As per the notification, the appellants were entitled to an exemption/refund of 56% of the total duty payable on the goods manufactured and cleared by them, subject to the amount paid from PLA. The appellants had claimed value addition between 62% and 83% for each financial year, but the commissioner had rejected the claims on the grounds that: (a) the Balance Sheet, based on which the computation of value addition done by the appellant, was not in conformity with Section 211of Companies Act, 1956. (b) that the gross sales value (GSV) arrived at by the appellant was incorrect, as the actual cost of production of the said Units cannot be considered. (c) as per Explanation to Para 4 of Notification No.32/99-CE, the computation of value addition does not include work-in-progress.

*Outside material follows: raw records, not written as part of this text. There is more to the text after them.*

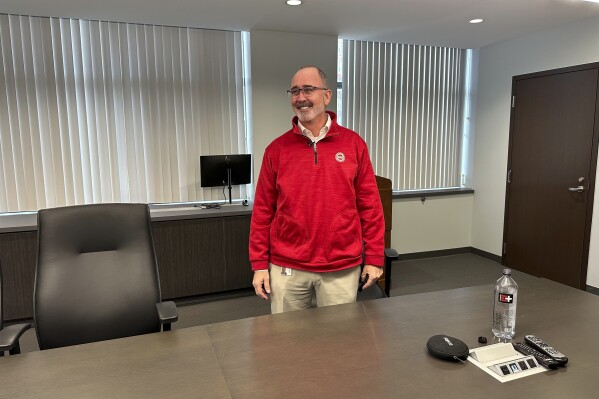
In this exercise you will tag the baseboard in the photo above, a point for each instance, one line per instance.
(592, 290)
(434, 254)
(485, 254)
(448, 252)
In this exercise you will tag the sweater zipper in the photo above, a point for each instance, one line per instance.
(313, 144)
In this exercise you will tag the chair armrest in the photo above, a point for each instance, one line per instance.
(390, 256)
(167, 313)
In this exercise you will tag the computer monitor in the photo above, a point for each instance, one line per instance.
(225, 170)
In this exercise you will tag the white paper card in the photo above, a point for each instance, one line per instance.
(490, 361)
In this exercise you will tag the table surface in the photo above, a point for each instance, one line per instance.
(370, 349)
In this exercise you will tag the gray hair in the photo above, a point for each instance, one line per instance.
(321, 73)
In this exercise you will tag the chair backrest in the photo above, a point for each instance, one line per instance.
(386, 193)
(96, 275)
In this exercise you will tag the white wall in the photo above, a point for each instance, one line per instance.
(568, 45)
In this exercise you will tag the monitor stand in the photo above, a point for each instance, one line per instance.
(229, 184)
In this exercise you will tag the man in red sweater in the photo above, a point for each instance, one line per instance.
(317, 212)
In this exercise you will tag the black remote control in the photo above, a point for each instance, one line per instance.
(543, 359)
(544, 347)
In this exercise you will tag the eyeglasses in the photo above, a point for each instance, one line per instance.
(307, 90)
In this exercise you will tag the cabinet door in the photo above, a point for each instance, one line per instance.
(202, 256)
(237, 259)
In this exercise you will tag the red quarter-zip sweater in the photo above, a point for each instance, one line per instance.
(316, 203)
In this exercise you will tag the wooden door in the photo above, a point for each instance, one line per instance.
(551, 173)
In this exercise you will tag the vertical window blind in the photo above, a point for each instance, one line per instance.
(406, 101)
(112, 112)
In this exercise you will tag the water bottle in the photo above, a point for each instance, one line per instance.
(504, 306)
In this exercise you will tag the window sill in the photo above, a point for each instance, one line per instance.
(432, 193)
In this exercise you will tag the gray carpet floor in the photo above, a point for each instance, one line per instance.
(408, 277)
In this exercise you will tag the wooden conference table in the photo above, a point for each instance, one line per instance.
(371, 349)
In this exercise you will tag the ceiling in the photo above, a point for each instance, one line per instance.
(429, 22)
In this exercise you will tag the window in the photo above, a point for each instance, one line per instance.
(408, 103)
(110, 112)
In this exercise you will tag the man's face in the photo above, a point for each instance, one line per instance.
(309, 107)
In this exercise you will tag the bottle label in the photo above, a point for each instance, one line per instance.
(506, 298)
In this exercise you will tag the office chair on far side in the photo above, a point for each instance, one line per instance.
(96, 276)
(10, 334)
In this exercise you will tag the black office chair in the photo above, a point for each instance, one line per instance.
(96, 276)
(10, 334)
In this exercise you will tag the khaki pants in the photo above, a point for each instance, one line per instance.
(294, 292)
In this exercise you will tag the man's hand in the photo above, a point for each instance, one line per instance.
(373, 273)
(261, 283)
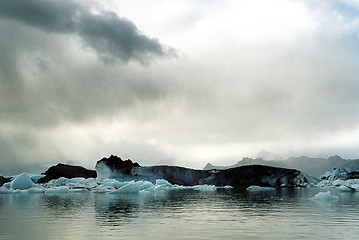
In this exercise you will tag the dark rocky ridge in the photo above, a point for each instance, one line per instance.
(115, 162)
(260, 175)
(236, 177)
(67, 171)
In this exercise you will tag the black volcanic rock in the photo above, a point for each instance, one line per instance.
(245, 176)
(3, 180)
(117, 164)
(67, 171)
(352, 175)
(115, 167)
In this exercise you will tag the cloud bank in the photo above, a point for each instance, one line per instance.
(79, 82)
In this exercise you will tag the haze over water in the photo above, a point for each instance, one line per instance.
(180, 214)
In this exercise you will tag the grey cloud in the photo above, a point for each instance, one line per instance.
(105, 32)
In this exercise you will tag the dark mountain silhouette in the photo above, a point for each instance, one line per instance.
(313, 166)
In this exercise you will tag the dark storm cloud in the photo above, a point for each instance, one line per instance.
(103, 31)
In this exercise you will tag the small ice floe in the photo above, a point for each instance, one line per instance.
(255, 188)
(57, 190)
(205, 188)
(22, 182)
(346, 189)
(325, 197)
(131, 187)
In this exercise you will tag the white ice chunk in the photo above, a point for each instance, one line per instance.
(205, 188)
(7, 185)
(58, 182)
(78, 180)
(345, 188)
(57, 190)
(146, 185)
(131, 187)
(163, 182)
(355, 186)
(36, 177)
(338, 182)
(5, 190)
(35, 190)
(325, 197)
(255, 188)
(109, 182)
(22, 182)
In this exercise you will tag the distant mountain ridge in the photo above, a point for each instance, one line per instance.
(313, 166)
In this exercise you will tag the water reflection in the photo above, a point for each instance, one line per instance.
(224, 214)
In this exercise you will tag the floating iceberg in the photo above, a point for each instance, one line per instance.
(258, 188)
(22, 182)
(205, 188)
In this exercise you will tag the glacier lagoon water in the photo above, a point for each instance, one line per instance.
(181, 214)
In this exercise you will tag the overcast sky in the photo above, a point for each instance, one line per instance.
(177, 81)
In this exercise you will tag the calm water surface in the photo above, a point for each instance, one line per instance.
(180, 214)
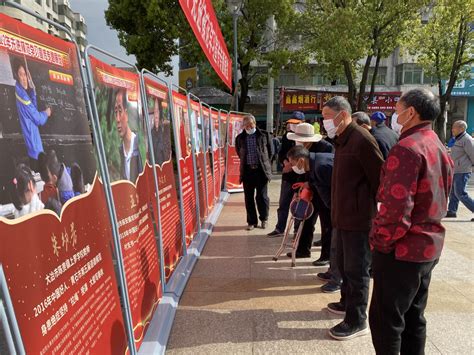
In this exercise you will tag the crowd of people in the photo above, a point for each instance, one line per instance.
(380, 190)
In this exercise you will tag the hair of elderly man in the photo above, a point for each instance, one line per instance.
(460, 124)
(338, 103)
(249, 118)
(361, 118)
(298, 152)
(423, 101)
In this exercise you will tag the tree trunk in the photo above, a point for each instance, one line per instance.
(351, 85)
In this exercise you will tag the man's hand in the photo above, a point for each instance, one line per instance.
(286, 166)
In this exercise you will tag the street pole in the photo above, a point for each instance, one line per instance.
(236, 77)
(271, 81)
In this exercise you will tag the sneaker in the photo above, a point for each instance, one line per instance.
(337, 308)
(320, 262)
(324, 276)
(298, 255)
(330, 287)
(274, 234)
(345, 331)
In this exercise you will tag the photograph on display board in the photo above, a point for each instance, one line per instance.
(118, 105)
(60, 283)
(160, 128)
(117, 98)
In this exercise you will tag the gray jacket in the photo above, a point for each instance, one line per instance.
(462, 153)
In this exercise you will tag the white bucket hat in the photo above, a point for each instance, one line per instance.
(304, 132)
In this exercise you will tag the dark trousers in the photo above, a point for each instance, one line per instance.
(286, 194)
(255, 180)
(353, 261)
(398, 302)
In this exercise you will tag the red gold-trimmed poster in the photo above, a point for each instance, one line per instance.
(197, 125)
(208, 149)
(160, 123)
(122, 127)
(183, 152)
(216, 151)
(56, 255)
(233, 160)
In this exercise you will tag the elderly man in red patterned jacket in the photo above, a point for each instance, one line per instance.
(407, 236)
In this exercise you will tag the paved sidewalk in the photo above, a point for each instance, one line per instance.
(239, 301)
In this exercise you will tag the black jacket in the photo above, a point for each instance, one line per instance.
(386, 138)
(320, 174)
(264, 151)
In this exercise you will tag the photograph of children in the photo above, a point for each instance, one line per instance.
(160, 130)
(45, 132)
(184, 134)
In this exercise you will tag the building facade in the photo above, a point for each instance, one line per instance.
(58, 11)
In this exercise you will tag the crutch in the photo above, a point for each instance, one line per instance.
(301, 209)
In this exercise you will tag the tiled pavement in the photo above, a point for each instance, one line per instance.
(239, 301)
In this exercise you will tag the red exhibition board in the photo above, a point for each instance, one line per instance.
(55, 253)
(216, 168)
(122, 127)
(223, 116)
(197, 125)
(233, 160)
(208, 149)
(160, 124)
(202, 19)
(183, 152)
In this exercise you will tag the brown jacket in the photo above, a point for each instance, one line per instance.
(355, 179)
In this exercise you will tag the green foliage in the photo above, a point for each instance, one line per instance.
(340, 34)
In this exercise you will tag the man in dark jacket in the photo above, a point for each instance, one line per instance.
(386, 138)
(254, 147)
(355, 180)
(288, 177)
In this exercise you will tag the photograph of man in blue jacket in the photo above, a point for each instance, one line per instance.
(30, 117)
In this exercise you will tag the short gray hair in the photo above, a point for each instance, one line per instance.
(461, 124)
(249, 118)
(361, 118)
(425, 103)
(339, 103)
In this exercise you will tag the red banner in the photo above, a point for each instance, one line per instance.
(233, 160)
(55, 234)
(186, 165)
(160, 123)
(123, 132)
(202, 19)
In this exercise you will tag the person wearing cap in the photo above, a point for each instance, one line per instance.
(254, 148)
(288, 176)
(316, 170)
(386, 138)
(314, 143)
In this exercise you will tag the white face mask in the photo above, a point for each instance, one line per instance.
(298, 170)
(397, 126)
(330, 128)
(251, 130)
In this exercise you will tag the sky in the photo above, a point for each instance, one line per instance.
(101, 35)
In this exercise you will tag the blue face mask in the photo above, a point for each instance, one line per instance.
(251, 130)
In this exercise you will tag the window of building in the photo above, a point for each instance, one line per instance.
(381, 76)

The counsel who appeared on behalf of the appellant submitted that the products manufactured by them were delivered to their depots from where it is sold at a uniform selling price and uniform selling price indicates that there was a uniform all-India average rate prevalent at all the depots of the appellants and hence, multiplying the number of units cleared from the unit with the said all India average rate of selling price is the only and correct way of computing the gross sales value. The counsel further submitted that the Commissioner’s finding that the Balance Sheet is not in conformity with the Companies Act, 1956, was incorrect as nowhere in the notification stipulates that a copy of the Balance Sheet was to be enclosed instead, it just mandates that the value addition must be calculated based on the audited Balance Sheet.
The counsel who appeared on behalf of the revenue supported the impugned orders and submitted that the applications of fixing of special rate were filed after 30th September of the same year beyond the time limit prescribed under the notification and admittedly, the appellants had filed these applications for special rate fixing in the very next year. Therefore, the applications for special rates of fixing rates were not sustainable, and to support this argument, the counsel submitted that the balance sheets were not in conformity with Section 211 of the Companies Act, 1956 and the gross sale value on the average rate was not acceptable and the average rate of VAT was also not acceptable. He further submitted that the work in process could not be a part of taking value of sales and therefore, the appeals deserve to be dismissed.
The two-member bench consisting of Ashok Jindal (Judicial Member) and K.Anpazhakan (Technical Member) after hearing both sides held that the rejection of the applications of fixation of special rate by the adjudicating authority was not correct and was in violation of the law, therefore the appeal was allowed.